Yaşam çetrefilli bir serüvendir. Mutlak bir sorundur mutsuzluk da.Yaşamın peşi sıra gelen gölgesi gibidir ve yavaşladığımız anlarda yanı başımızda beliriverir. Kaçmak yerine kabullenmek gerekir bazen mutsuzluğu. Ayıp değildir günah değildir tebessümlerin eksilmesi. Bazen daha iyi açmak isteyen bir çiçeğin çetin bir kışa ihtiyacı vardır. Buna bağlı olarak da, her şey tersiyle var olur der Herakleitos. Ve haklıdır da. Mutlu olmak bazen bir savaşın sonucunda doğar. Mutsuzluk da evrene aittir. Yadsınamaz bir gerçektir bu. Hatta bazen hızlı ve kör bir hayattan ziyade, yavaş ve tadında yaşamaktır durup soluklanmak.

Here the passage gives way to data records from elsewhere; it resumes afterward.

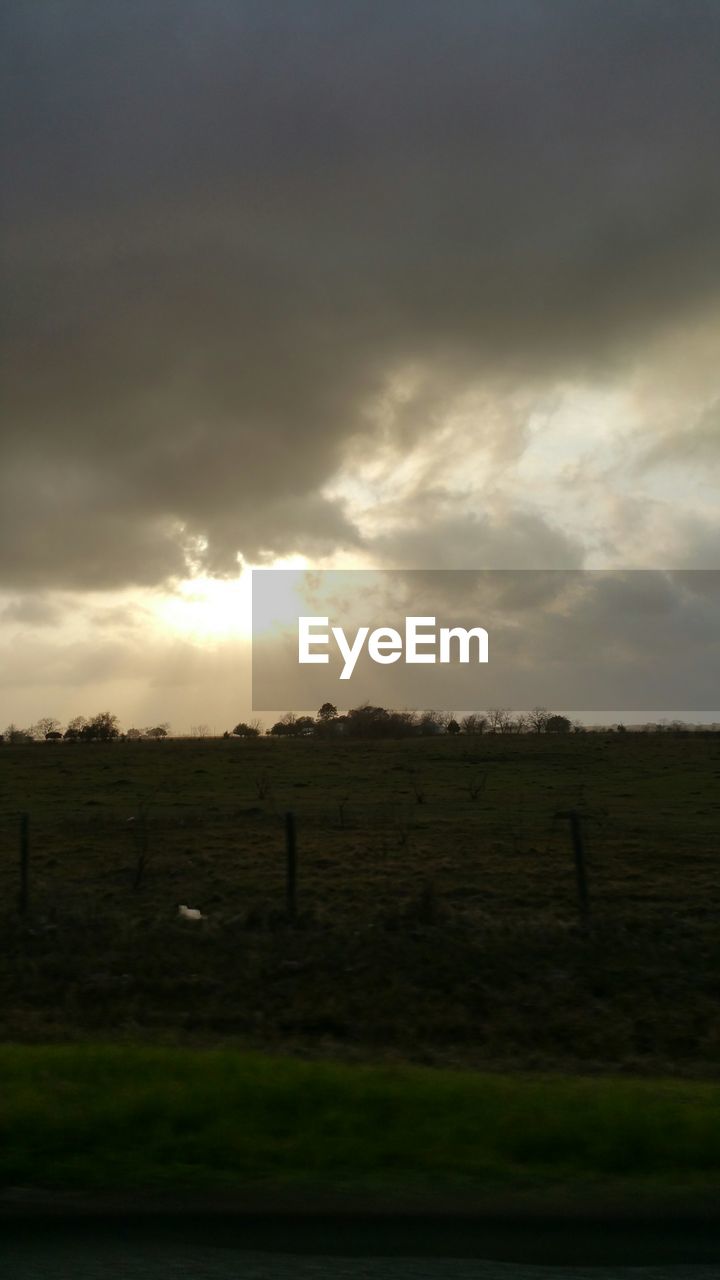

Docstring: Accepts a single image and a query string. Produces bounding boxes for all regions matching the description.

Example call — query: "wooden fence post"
[555,809,591,928]
[284,810,297,920]
[18,813,29,915]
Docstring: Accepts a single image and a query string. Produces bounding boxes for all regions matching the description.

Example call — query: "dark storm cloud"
[0,0,720,586]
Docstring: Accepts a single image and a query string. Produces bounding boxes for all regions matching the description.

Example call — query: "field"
[0,1044,720,1216]
[0,733,720,1076]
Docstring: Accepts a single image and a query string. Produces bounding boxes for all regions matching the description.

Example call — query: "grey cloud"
[0,0,720,586]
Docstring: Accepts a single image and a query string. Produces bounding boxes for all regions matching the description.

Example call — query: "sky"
[0,0,720,732]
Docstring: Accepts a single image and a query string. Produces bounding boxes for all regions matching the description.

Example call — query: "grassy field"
[0,1046,720,1210]
[0,735,720,1075]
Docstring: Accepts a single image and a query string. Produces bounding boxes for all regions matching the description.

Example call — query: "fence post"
[284,810,297,920]
[555,809,591,928]
[18,813,29,915]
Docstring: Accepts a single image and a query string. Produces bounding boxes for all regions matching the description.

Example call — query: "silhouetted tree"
[546,716,573,733]
[232,721,260,737]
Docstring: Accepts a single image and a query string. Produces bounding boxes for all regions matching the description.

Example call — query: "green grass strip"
[0,1044,720,1194]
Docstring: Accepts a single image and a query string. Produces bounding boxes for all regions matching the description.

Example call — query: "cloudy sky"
[0,0,720,731]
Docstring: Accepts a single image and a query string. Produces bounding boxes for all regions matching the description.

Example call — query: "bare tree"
[528,707,550,733]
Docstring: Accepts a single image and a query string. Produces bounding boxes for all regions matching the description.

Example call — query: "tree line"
[235,703,576,737]
[0,703,720,744]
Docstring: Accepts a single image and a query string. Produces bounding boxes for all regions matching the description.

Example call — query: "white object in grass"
[178,906,204,920]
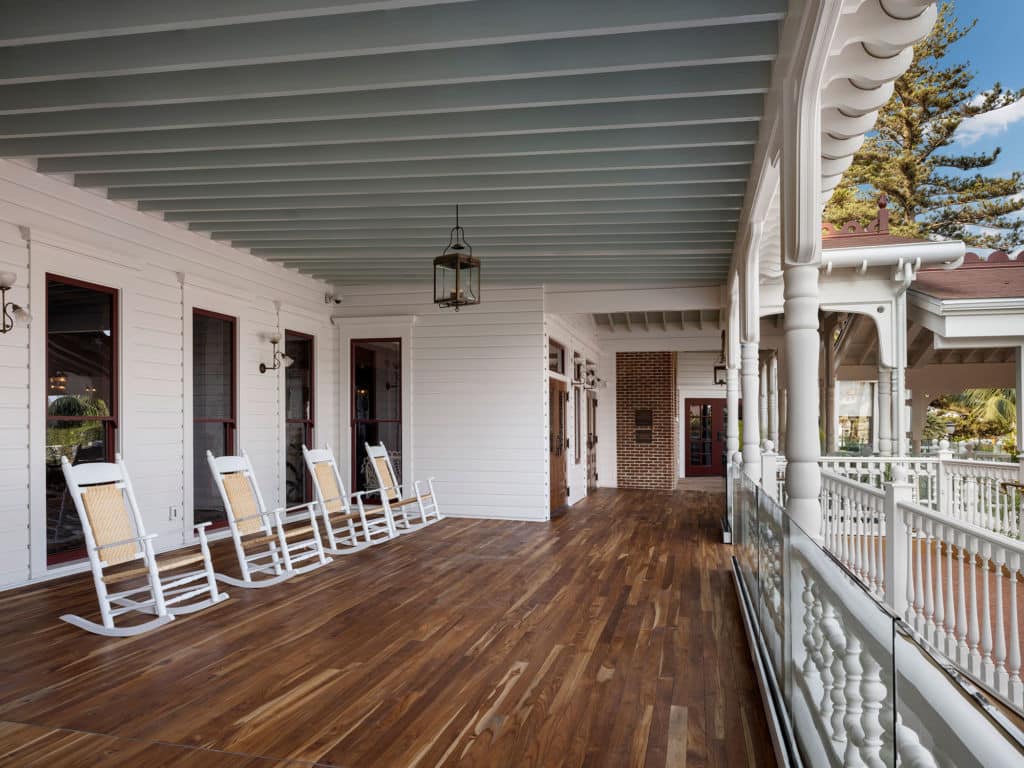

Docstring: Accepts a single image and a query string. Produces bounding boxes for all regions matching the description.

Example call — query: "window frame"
[43,272,121,568]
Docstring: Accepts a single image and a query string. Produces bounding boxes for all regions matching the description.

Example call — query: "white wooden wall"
[335,286,549,520]
[0,157,338,587]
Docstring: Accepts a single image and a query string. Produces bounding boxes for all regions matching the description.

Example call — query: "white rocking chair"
[364,442,441,534]
[60,455,227,637]
[302,445,398,555]
[206,451,332,589]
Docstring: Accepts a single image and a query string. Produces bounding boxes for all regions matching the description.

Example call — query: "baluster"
[921,518,935,643]
[992,547,1010,695]
[912,514,928,634]
[954,534,969,669]
[909,505,918,627]
[942,525,963,658]
[843,635,866,768]
[979,542,995,685]
[1007,552,1024,707]
[967,536,987,676]
[932,522,946,648]
[860,652,888,768]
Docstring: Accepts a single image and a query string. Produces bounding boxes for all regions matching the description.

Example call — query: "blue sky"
[948,0,1024,174]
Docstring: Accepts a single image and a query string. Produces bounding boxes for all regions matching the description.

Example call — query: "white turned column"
[878,368,893,456]
[739,341,761,480]
[725,367,739,457]
[783,264,821,537]
[758,361,768,445]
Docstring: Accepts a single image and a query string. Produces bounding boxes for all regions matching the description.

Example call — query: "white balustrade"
[896,502,1024,710]
[821,470,886,597]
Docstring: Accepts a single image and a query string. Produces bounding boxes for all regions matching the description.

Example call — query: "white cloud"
[956,94,1024,144]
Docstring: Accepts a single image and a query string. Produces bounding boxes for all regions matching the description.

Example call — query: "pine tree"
[824,2,1024,248]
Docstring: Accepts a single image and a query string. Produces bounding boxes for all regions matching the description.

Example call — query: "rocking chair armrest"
[92,534,157,552]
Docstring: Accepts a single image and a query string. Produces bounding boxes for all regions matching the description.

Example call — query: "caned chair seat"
[365,442,441,534]
[302,445,397,555]
[206,451,331,588]
[60,456,227,637]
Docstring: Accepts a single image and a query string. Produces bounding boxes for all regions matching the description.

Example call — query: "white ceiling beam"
[106,166,745,200]
[544,286,721,314]
[146,191,743,211]
[0,94,763,158]
[164,199,739,224]
[0,63,769,137]
[75,146,752,187]
[0,0,786,83]
[39,123,758,173]
[0,0,466,46]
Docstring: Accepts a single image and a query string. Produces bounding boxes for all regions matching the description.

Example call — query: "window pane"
[352,422,401,490]
[46,421,108,562]
[285,422,310,504]
[193,313,234,419]
[46,279,115,416]
[193,422,228,524]
[352,341,401,419]
[285,336,313,419]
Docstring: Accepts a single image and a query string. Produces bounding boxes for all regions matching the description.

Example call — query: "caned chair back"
[206,451,269,536]
[366,442,398,501]
[302,445,348,514]
[60,456,145,565]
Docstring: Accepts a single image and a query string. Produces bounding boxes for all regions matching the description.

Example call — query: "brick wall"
[615,352,679,490]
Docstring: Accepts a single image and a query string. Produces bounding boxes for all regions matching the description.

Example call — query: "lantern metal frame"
[434,206,480,312]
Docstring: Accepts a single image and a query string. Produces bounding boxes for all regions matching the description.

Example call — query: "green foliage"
[824,2,1024,248]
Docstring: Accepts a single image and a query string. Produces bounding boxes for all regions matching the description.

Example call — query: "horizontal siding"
[336,286,549,520]
[0,161,339,588]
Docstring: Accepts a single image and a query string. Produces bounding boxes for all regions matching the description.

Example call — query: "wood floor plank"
[0,490,774,768]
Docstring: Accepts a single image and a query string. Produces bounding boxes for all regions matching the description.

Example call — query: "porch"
[0,489,774,768]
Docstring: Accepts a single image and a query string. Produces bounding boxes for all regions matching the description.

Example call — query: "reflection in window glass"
[46,275,117,564]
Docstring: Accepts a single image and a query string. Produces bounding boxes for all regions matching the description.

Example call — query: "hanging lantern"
[434,206,480,312]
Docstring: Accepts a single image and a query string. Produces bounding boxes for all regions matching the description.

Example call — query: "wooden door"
[684,398,725,477]
[548,379,568,514]
[587,391,597,494]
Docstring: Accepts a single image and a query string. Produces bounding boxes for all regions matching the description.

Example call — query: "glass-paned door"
[685,398,725,477]
[193,309,238,527]
[351,339,401,490]
[46,274,118,565]
[285,331,315,504]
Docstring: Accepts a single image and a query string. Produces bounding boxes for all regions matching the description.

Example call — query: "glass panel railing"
[729,466,1024,768]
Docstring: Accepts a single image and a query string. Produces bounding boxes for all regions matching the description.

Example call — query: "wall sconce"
[0,272,32,334]
[259,334,295,374]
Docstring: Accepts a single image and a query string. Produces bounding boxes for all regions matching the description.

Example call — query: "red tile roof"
[910,251,1024,299]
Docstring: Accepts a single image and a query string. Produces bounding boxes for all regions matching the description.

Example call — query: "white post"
[725,367,739,457]
[739,341,761,480]
[761,440,781,502]
[885,465,912,616]
[783,264,821,536]
[768,354,778,451]
[878,367,893,456]
[758,360,768,445]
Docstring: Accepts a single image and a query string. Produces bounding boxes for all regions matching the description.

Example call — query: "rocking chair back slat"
[221,472,265,536]
[82,482,138,565]
[313,462,345,514]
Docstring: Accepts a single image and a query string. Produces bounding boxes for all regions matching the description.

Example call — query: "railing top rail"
[896,502,1024,556]
[821,469,886,502]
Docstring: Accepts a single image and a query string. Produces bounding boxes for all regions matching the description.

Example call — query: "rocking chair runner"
[60,455,227,637]
[302,445,398,555]
[206,451,331,588]
[365,442,441,534]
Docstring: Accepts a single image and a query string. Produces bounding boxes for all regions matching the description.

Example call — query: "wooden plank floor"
[0,490,774,768]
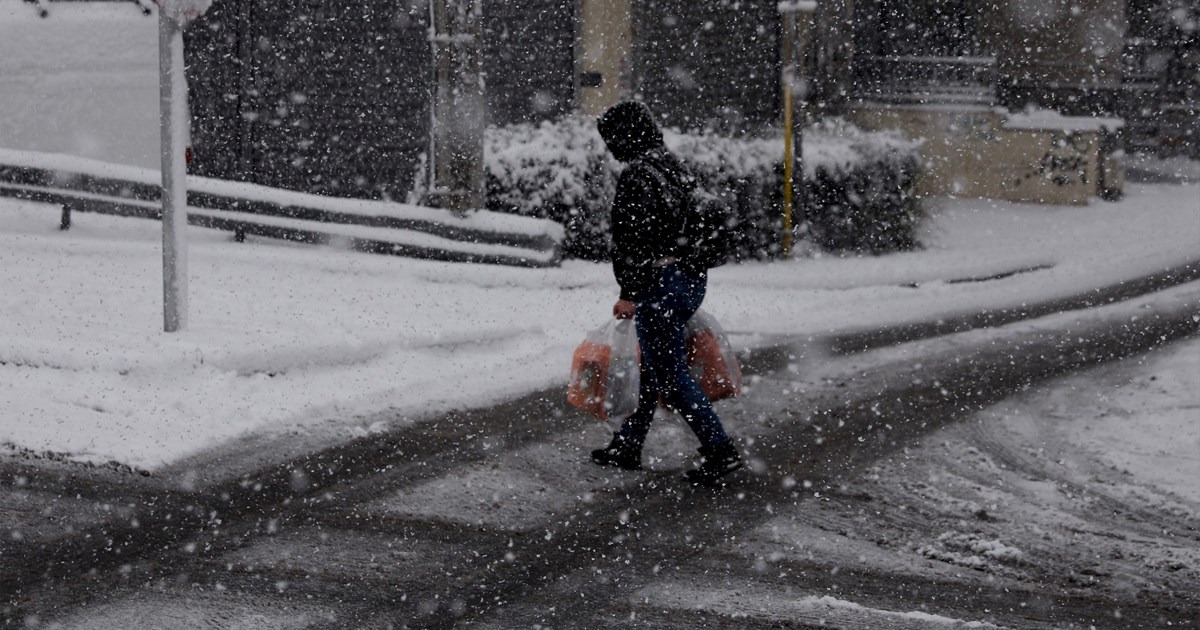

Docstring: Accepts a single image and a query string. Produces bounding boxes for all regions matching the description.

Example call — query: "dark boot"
[688,440,743,486]
[592,433,642,470]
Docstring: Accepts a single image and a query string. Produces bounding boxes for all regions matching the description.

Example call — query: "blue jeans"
[619,265,730,446]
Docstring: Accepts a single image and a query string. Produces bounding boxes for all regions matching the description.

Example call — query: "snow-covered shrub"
[484,116,618,260]
[472,116,920,260]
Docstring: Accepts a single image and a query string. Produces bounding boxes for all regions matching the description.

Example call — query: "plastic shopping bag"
[566,319,642,420]
[688,310,742,401]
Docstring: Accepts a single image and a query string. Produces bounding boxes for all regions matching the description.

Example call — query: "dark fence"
[0,154,560,266]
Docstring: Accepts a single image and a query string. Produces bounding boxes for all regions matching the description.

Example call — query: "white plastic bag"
[566,319,642,420]
[688,310,742,401]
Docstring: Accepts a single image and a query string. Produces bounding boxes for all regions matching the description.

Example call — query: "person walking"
[592,101,743,486]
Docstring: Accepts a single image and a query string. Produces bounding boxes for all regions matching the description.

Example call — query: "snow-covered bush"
[472,116,920,259]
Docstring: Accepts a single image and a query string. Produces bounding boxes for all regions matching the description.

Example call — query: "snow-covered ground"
[0,177,1200,468]
[0,0,1200,477]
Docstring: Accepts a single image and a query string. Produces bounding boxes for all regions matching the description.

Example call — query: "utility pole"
[425,0,486,215]
[156,0,212,332]
[779,0,817,258]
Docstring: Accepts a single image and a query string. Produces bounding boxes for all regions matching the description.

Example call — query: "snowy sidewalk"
[0,178,1200,469]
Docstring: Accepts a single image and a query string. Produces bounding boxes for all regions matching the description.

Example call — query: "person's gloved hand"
[612,300,634,319]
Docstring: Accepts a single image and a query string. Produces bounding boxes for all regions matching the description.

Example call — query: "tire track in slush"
[9,280,1198,628]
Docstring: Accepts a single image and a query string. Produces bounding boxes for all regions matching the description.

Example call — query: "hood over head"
[596,101,662,162]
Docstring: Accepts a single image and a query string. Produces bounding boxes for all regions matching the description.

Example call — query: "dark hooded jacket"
[598,101,703,301]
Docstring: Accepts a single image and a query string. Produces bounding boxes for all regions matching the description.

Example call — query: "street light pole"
[158,11,188,332]
[779,0,817,259]
[155,0,212,332]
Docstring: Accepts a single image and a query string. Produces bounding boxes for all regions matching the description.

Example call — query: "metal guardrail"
[0,158,560,268]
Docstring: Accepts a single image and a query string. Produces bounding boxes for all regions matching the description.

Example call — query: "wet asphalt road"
[0,265,1200,628]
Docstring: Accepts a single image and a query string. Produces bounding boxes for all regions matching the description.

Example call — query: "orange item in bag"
[688,328,742,401]
[566,341,612,420]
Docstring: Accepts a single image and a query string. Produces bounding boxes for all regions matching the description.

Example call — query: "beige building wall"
[578,0,634,115]
[851,106,1123,205]
[984,0,1128,85]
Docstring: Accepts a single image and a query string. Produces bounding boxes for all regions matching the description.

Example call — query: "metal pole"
[780,11,796,259]
[158,11,187,332]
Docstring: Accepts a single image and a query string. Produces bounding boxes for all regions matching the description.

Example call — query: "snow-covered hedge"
[465,116,920,259]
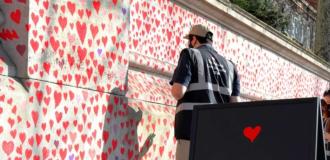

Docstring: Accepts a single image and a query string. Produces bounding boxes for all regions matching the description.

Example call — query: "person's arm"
[230,62,241,102]
[171,83,187,100]
[170,49,191,100]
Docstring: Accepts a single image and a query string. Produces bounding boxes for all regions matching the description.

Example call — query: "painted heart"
[243,125,261,143]
[10,9,21,24]
[2,141,14,156]
[76,21,86,44]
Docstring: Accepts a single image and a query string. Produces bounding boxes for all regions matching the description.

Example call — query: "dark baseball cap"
[183,24,211,39]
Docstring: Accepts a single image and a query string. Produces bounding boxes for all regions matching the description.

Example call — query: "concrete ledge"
[172,0,330,81]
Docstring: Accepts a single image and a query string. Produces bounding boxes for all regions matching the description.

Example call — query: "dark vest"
[175,44,234,140]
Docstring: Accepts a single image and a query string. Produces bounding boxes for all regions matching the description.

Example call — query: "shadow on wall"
[102,74,156,160]
[0,5,28,90]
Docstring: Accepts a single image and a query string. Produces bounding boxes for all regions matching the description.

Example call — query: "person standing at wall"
[170,24,240,160]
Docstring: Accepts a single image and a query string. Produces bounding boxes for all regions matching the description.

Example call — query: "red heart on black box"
[243,125,261,143]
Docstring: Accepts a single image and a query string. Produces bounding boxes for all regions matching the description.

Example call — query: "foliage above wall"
[230,0,289,32]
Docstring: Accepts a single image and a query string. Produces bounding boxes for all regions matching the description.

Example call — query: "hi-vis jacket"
[170,44,240,140]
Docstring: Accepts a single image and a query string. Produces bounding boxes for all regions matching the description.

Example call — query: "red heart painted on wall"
[243,125,261,143]
[10,9,21,24]
[2,141,14,156]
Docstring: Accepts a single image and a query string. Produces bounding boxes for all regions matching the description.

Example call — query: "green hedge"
[230,0,289,32]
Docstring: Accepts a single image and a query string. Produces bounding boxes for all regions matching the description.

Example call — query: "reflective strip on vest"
[176,49,234,113]
[188,82,232,96]
[175,103,211,113]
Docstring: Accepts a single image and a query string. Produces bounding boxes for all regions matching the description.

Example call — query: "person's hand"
[324,132,330,142]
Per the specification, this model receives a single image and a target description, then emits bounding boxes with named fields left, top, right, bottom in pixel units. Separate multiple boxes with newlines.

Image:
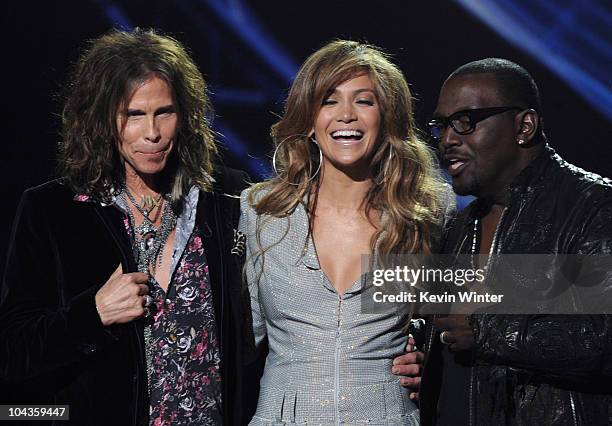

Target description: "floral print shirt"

left=75, top=187, right=222, bottom=426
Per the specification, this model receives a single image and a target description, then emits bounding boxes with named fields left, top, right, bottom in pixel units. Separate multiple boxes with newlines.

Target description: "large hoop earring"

left=374, top=144, right=393, bottom=185
left=272, top=136, right=323, bottom=186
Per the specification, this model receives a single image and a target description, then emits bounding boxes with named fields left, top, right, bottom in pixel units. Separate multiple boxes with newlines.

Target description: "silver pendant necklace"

left=121, top=186, right=176, bottom=395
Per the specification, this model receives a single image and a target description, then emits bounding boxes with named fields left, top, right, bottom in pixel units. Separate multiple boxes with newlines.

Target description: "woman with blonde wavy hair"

left=241, top=40, right=447, bottom=424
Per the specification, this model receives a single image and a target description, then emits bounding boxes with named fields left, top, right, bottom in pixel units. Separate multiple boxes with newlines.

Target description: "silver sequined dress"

left=240, top=190, right=419, bottom=425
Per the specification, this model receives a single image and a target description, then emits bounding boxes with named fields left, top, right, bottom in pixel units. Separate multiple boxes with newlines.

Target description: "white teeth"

left=332, top=130, right=363, bottom=138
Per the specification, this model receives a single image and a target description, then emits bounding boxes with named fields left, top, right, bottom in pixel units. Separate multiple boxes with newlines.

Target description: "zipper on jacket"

left=334, top=295, right=342, bottom=425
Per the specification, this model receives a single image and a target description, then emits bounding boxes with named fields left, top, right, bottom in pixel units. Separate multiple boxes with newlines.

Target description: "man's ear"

left=516, top=108, right=540, bottom=145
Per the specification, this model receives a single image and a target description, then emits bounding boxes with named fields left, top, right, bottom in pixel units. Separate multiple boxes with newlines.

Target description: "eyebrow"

left=125, top=104, right=176, bottom=115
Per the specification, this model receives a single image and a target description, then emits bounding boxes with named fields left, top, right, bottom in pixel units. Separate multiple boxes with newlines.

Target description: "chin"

left=453, top=179, right=476, bottom=195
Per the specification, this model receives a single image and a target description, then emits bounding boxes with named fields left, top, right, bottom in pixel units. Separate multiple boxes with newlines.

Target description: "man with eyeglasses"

left=420, top=58, right=612, bottom=425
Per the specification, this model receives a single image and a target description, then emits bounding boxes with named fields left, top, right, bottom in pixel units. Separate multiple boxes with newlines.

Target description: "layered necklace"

left=121, top=186, right=176, bottom=394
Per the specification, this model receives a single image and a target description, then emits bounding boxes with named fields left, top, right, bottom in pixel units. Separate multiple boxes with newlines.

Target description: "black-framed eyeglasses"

left=427, top=106, right=525, bottom=140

Kısaca mutluluk da mutsuzluk da sevdaya dahildir. Kısa bir hayata dair ne iz bırakırsak kâr gözüyle bakarım ben. Gerek mutlu gerek mutsuz. Keza yaşamın sezgisel kısmı bizden duyguları yoğun yaşamamızı ister. Güzel bir olaydır bu. Çünkü söylenmemiş sözler, yazılıp çizilmemiş yahut yarım kalmış hikayeler kısa bir hayatın farkında olan birinin yapacağı işler değildir. Yitirilmemiş bir hayat hâlâ hayattır. Takdir edilmemiş çabalar başarısız değildir. Bazen başarı onu oluşturabilmeye cesaret kabiliyetidir. Demem o ki hayat, her bir sayfa bir seneyse, 70 sayfalık bir kitaptır ortalama. Okunmalı ve doldurulmalıdır. Çünkü yalnızca bir kere okunma fırsatı bahşedilir:)
Kendinize iyi bakın, ve kendinize sarılmayı unutmayın. Sevgilerle..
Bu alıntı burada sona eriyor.